PANOS QUENTES - Johnson, o cruzado do Brexit: a ação de Merkel impediu um estrago maior na União Europeia -
PANOS QUENTES – Johnson, o cruzado do Brexit: a ação de Merkel impediu um estrago maior na União Europeia – (Dominic Lipinski/PA Images/Getty Images)

Sob Merkel, a Alemanha avançou em termos sociais e ambientais, com a aprovação do casamento gay, a adoção de um salário mínimo nacional, a drástica decisão de fechar todas as usinas nucleares e projetos visando uma economia de carbono zero.
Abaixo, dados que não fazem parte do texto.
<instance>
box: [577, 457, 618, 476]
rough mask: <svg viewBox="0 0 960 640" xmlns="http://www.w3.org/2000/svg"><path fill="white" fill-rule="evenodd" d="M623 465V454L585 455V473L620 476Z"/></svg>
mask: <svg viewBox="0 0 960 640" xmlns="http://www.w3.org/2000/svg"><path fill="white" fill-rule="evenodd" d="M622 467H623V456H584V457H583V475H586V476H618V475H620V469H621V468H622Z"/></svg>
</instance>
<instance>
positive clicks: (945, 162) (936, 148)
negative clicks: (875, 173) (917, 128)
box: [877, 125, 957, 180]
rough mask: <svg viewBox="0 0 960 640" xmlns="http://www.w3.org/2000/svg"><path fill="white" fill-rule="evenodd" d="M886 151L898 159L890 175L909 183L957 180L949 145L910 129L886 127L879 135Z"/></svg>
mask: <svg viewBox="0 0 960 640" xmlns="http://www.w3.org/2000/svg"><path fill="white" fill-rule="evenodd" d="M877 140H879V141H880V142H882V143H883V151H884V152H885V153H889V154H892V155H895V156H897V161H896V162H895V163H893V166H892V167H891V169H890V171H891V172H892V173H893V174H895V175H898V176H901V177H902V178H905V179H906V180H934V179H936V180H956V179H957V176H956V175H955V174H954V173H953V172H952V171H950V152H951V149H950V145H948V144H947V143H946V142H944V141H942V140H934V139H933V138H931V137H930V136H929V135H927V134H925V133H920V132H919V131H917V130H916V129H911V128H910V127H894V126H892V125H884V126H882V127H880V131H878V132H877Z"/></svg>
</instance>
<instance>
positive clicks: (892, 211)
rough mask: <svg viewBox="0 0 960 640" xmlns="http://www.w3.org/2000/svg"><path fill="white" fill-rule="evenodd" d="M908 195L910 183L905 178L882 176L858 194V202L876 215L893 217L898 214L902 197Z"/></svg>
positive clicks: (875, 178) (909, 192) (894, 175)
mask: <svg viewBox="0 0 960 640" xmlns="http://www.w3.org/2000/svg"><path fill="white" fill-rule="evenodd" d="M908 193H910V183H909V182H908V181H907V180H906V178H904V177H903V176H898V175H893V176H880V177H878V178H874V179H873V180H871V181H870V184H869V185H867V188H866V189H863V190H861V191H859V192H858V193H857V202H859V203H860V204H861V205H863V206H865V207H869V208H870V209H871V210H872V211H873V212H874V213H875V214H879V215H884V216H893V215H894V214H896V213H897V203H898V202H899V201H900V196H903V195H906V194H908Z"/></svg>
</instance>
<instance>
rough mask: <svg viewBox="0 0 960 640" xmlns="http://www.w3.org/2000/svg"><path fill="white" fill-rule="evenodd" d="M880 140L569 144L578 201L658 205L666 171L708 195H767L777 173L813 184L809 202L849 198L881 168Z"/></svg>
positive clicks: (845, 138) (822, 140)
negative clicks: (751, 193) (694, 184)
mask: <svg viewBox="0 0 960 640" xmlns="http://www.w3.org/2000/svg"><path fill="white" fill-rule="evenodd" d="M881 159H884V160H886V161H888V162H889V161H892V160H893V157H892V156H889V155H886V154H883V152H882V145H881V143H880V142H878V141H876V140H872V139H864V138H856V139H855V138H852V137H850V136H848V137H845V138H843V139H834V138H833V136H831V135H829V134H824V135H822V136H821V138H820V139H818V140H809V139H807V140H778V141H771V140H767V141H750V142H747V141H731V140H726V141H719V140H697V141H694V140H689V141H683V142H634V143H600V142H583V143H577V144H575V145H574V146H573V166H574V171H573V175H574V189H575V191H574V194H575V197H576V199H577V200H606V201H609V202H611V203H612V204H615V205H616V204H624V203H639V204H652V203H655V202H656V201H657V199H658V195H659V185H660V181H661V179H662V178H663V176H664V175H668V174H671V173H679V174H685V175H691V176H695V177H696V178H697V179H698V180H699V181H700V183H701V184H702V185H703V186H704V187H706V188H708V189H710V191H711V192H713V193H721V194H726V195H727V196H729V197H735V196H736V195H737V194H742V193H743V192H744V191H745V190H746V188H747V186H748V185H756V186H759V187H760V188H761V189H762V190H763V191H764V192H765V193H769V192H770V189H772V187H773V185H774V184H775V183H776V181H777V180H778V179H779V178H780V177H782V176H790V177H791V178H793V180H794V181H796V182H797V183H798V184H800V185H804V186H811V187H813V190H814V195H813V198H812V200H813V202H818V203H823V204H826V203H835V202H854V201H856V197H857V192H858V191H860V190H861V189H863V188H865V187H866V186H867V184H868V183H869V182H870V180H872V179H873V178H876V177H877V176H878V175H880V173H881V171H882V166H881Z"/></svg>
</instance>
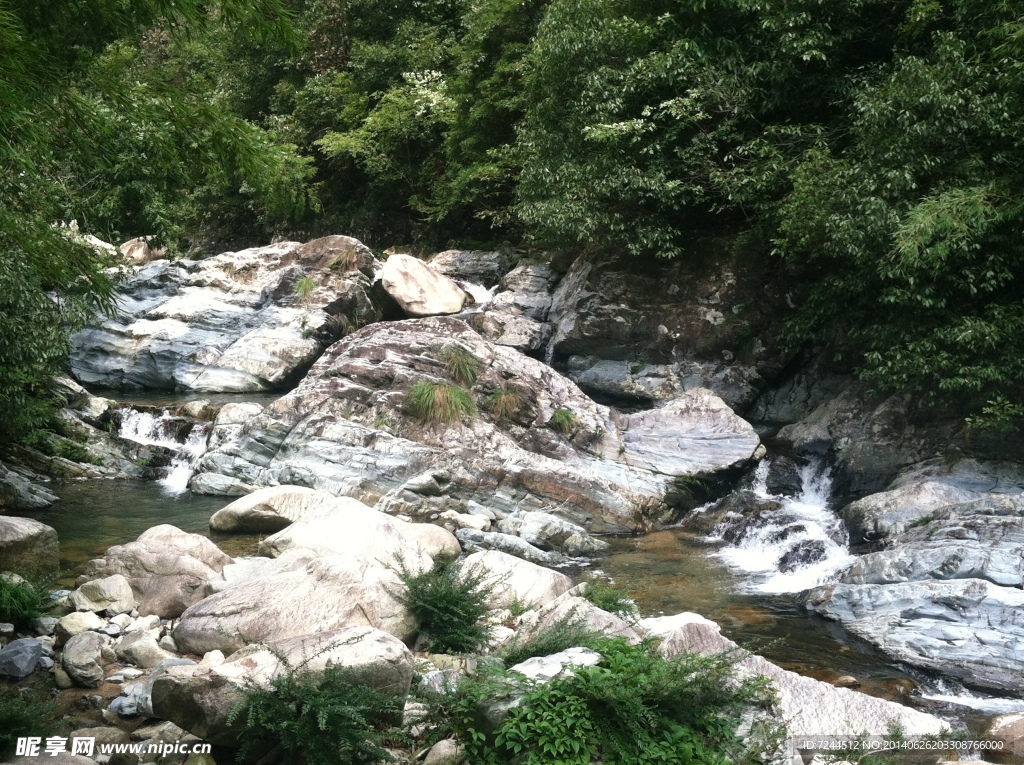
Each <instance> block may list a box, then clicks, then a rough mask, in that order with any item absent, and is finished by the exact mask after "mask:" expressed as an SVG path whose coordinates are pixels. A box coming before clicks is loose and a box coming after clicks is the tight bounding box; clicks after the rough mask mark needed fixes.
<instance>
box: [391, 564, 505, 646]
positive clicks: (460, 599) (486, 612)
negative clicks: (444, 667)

No mundo da diplomacia, engoliu antipatias e estabeleceu o diálogo com chefes de Estado controversos, como o turco Recep Erdogan, o ex-­presidente americano Donald Trump e o russo Vladimir Putin. “Ela é fluente em russo e se tornou a única líder ocidental a travar um diálogo direto e aberto com Putin”, diz Klaus Schubert, analista da Universidade de Münster. Nos últimos anos, foi vista em ocasiões públicas tremendo descontroladamente, mas insistiu que não tinha nenhum problema de saúde sério e seguiu em frente — entre outras coisas, pondo uma alemã de sua confiança, Ursula von der Leyen, à frente da Comissão Europeia, o órgão executivo da UE. Pesquisas mostram que, dentro e fora da Alemanha, Merkel é admirada por ser contida, cautelosa, metódica, pragmática e evasiva. Laschet e Scholz tentam agora passar a mesma imagem na campanha pelo cargo de chanceler, com muito menos talento. Não espanta que o jornal Die Welt tenha levantado, em manchete, a questão: “Será esta a eleição mais chata de todos os tempos?”. Certo é que a senhora de franja, terninho e salto baixo, sem nada de excepcional na aparência e na postura, vai fazer muita falta.